Anticipate God’s daily care. Throughout the Bible, God preserved the righteous in the middle of judgment on the rest of the world. He even preserved the Jews during their captivities and exiles, though these occurred because of Israel’s unrighteousness. We see many examples of the Lord’s grace and daily care during judgment or hardship. “If this is how God clothes the grass of the field, which is here today and tomorrow is thrown into the fire, will he not much more clothe you, O you of little faith? So do not worry, saying, ‘What shall we eat?’ or ‘What shall we drink?’ or ‘What shall we wear?’ For the pagans run after all these things, and your heavenly Father knows that you need them. But seek first his kingdom and his righteousness, and all these things will be given to you as well.” (Mt 6:26, 30-33)
Anticipate God’s strength. The Apostle Paul is an excellent example of receiving God’s strength in all circumstances. He wrote, “I have learned to be content whatever the circumstances. I know what it is to be in need, and I know what it is to have plenty. I have learned the secret of being content in any and every situation, whether well fed or hungry, whether living in plenty or in want. I can do everything through him who gives me strength.” (Php 4:11–13) At one point, Paul pleaded with God to deliver him from torment and describes his response for us: “But he said to me, ‘My grace is sufficient for you, for my power is made perfect in weakness.’ Therefore I will boast all the more gladly about my weaknesses, so that Christ’s power may rest on me. That is why, for Christ’s sake, I delight in weaknesses, in insults, in hardships, in persecutions, in difficulties. For when I am weak, then I am strong.” (2 Co 12:9–10)

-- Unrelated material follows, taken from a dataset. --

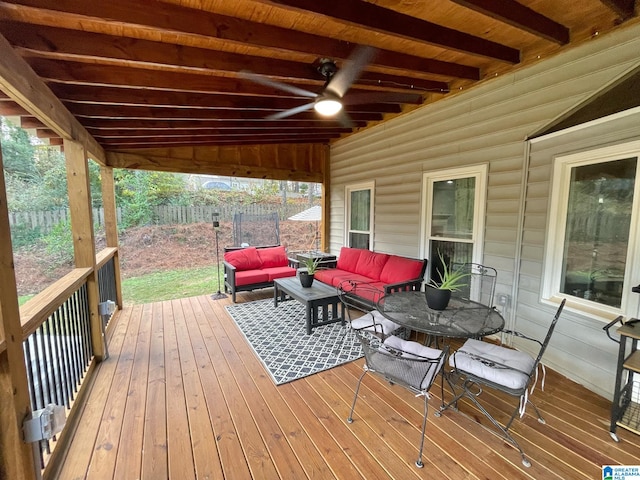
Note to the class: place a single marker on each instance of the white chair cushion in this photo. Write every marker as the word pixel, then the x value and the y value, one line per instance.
pixel 375 322
pixel 414 351
pixel 500 365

Anticipate God working through us. Jesus said his followers are the salt of the earth and the light of the world. Generally, that means we’re to expose and oppose evil, and preserve righteousness. There’s nothing passive about Christianity. Jesus also assured us he would be with us always, even to the end of the age. God will speak through us and provide whatever we need for every good thing we do in every situation. He strengthens us with his power, fills us with knowledge of his will and wisdom and understanding, and equips us with everything good for doing his will. God will do his work through us.

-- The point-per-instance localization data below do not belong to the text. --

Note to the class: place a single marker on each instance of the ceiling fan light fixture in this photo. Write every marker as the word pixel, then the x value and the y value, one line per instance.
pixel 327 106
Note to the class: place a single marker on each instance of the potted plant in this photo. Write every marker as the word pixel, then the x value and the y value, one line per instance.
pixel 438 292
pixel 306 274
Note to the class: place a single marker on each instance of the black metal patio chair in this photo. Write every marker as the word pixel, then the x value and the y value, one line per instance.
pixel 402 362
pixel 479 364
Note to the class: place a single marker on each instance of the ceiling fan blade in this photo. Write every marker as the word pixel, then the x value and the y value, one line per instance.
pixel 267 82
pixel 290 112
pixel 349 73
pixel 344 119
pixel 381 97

Anticipate Jesus’ return. Jesus described end-time events and encouraged us to be alert to what is happening so we can anticipate his return: “Even so, when you see all these things, you know that it is near, right at the door.” (Mt 24:33) His parables about the end-times encourage us to be both faithful and ready. None of us has a guarantee that we’ll live another day, so in a sense we should live each day as if it were our last. As each day passes, we can see world events lining up with end-time prophecies, so some things should be increasing: (1) our anticipation of the Lord’s return, (2) our commitment to becoming more like him and (3) our dedication to finishing the work he prepared for us to do.

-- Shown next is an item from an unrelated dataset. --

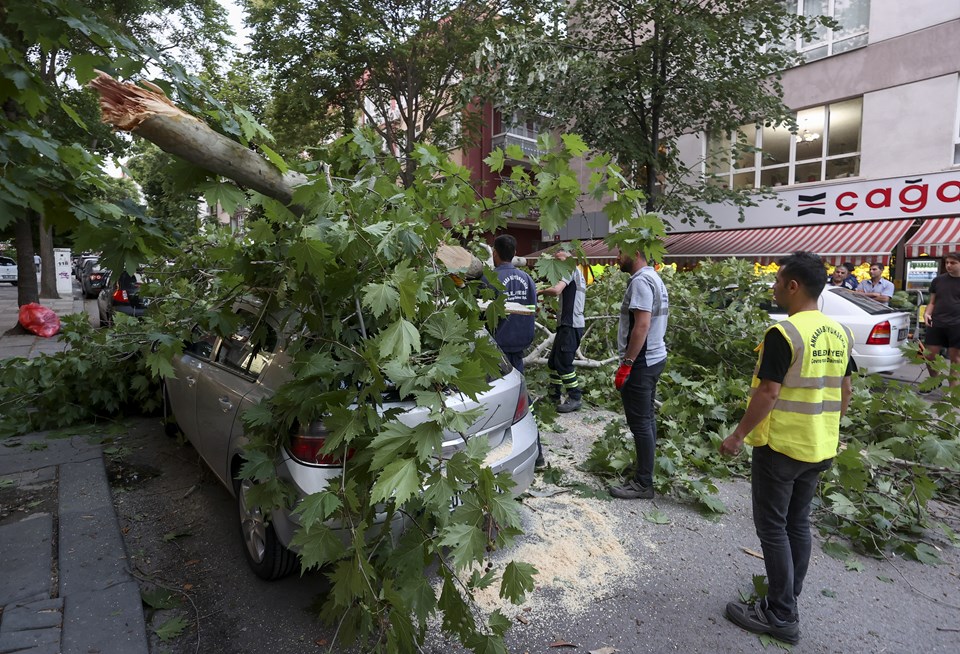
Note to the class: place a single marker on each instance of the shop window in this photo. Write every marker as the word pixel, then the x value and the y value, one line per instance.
pixel 852 16
pixel 825 146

Let me speak to you directly: God placed you in this nation at this time for a reason. He has a specific purpose for you to fulfill right here, right now. You can’t do it by yourself, but he’s waiting for you to do what you can and trust him to produce the results.
Sure, the circumstances look overwhelming or impossible, but that’s because you’re accustomed to judging everything by your own abilities. It’s not up to you to change the world; only Jesus can do that and he will. However, he invites you to participate in what he’s doing and watch him accomplish God’s will. As you do your part, you enable him to do his.